Some days all I want to do is stop existing. It feels like a lifetime ago that I felt like I had something to smile about every day. I know my children all loved and respected one another, or at least 3 of the 4 did, but now it’s only a distant memory. I hate the holidays. Once upon a time, buying a 97 cent plastic truck for my first born made me so proud and the smile it gave him was priceless. I don’t get to see his smile anymore, now it’s only a memory.
When you have children, you love them all the same. Your relationship is different with each one because you all have different personalities. Therefore you can expect that you may agree with one more often and disagree with another. While you may have more in common with another, and with another share more laughs. No matter what sort of connection you have with each, they are all special.

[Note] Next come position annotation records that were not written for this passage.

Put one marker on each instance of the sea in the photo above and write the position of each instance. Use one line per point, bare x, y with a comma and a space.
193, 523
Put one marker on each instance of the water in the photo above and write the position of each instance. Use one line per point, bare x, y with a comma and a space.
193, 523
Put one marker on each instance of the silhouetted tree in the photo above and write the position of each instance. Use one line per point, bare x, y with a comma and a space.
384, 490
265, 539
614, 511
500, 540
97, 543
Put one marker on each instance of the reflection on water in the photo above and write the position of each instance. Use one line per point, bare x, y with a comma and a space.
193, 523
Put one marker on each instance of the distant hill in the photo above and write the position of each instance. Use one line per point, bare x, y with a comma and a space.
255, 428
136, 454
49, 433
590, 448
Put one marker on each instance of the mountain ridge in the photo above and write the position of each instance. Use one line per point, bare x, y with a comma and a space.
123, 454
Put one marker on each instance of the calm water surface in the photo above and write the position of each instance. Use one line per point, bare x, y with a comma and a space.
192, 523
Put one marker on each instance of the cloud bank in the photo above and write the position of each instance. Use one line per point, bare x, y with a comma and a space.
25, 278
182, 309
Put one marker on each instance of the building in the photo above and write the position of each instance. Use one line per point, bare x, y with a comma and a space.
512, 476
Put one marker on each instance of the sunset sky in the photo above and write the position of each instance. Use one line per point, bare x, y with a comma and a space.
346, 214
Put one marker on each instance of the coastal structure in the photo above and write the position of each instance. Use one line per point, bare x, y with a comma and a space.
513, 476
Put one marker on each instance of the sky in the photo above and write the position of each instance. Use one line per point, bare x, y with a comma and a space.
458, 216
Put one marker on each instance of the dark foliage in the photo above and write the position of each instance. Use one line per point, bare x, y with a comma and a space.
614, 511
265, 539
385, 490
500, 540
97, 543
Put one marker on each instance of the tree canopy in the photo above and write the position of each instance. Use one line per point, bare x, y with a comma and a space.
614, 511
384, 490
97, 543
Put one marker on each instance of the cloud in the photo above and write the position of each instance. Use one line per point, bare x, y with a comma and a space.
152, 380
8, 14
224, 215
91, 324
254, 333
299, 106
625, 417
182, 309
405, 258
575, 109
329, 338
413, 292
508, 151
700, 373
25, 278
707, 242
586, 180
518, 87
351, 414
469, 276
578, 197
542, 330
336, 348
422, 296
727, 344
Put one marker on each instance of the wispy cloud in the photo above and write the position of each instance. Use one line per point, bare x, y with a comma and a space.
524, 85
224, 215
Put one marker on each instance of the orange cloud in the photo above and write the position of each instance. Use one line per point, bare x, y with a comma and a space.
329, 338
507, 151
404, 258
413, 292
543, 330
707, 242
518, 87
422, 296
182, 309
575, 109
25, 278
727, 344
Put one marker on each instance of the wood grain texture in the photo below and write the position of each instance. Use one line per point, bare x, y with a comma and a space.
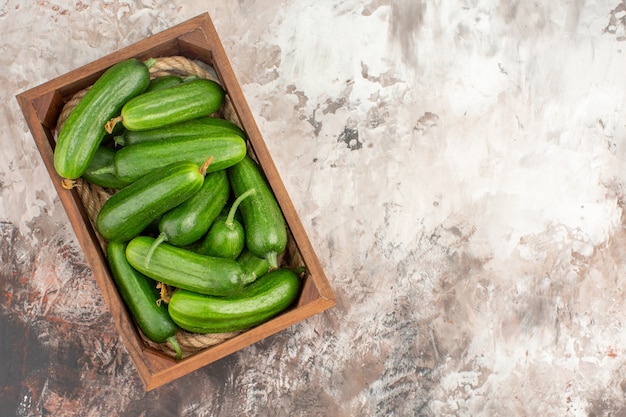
458, 168
194, 39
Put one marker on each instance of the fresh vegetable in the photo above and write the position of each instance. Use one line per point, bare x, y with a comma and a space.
189, 221
266, 232
252, 264
260, 301
126, 213
167, 106
226, 237
200, 127
133, 162
182, 268
98, 170
84, 130
141, 297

I believe that because I was so young when I had my first, that I treated him more as a friend. Mind you this started when he was born and carried through the years. When he was born, he was all I had, and so when I was lonely, I talked to him. He was too little to understand, but I didn’t care. Unfortunately, as he got older, our relationship never really changed, so I talked to him like he was my brother, not my son. He was also the one who always told his brothers to respect me, especially the one that I no matter what I did, was never enough. You would often hear him say something along the lines of “cuz she’s our mom that’s why”, or “look what she’s given up for us”. I’ll never forget the time he brought a girl home to meet me, and when they were getting in the car to leave, he gruffly told her to “say goodbye to my mom”.
I will tell you, if you’ve never had a son stick up for you, have your back so to speak, it’s one of the greatest feelings in the world. Have you heard the saying “…a son is your son until he marries a wife”? I’ve always known, expected, was preparedI to fall from the #1 spot to the #2 spot. I understand it and don’t have a problem with it, understanding that I was a wife to someone also. When my son’s relationship became “long term”, he started to tire of her mother and no longer spoke kindly of her. What happened next? He no longer treated me with respect or dignity either. This has happened to me with 2 sons now, so I ask myself…Is it really me? Or have they started to despise women? They both treat their significant others in a less than desirable manner as far as I’m concerned, and neither likes their mother in law. Now it’s true that one has treated me badly more years of his life than he treated me well, but this is basically new territory with the other.
I wish I could tell you the secret to keeping your sons happy, but I do not know one. I have 2 more sons, and so far so good. (Yes one has a significant other). Maybe the difference is that she treats me with respect and so he need not cast me aside. Maybe it’s because he’s seen the pain that can be caused and he refuses to cast aside family. Maybe it’s both.
The holidays suck when your family is f—ed up. I used to love Christmas, even when I was poorer than a church mouse.
When asked what I want for Christmas this year, my initial reply was “to have my family back”, but today I realized that will never happen. Not because they won’t come back, but because even if they did, it will never be the same. I suppose I will always love them, but I can’t have any respect for anyone who doesn’t hesitate to cause this kind of pain to anyone, much less their family. To think that for all of these years, I would have given my last breath so that either of them could have just one more. (In fact I actually offered it up when my son was on life support) But now, I don’t know that I would, not any more, not for them at least. The point being, my Christmas wish this year is not for ungrateful kids to come, it’s for them to experience this same betrayal of which they have bestowed upon me and my family.
When you are a mother, you make tough decisions every day, it’s what separates us from the rest. We don’t have the leisure of doing what we want to do, we have the never ending burden of doing what is necessary, and it’s not always easy. No one has ever said being a mom is easy.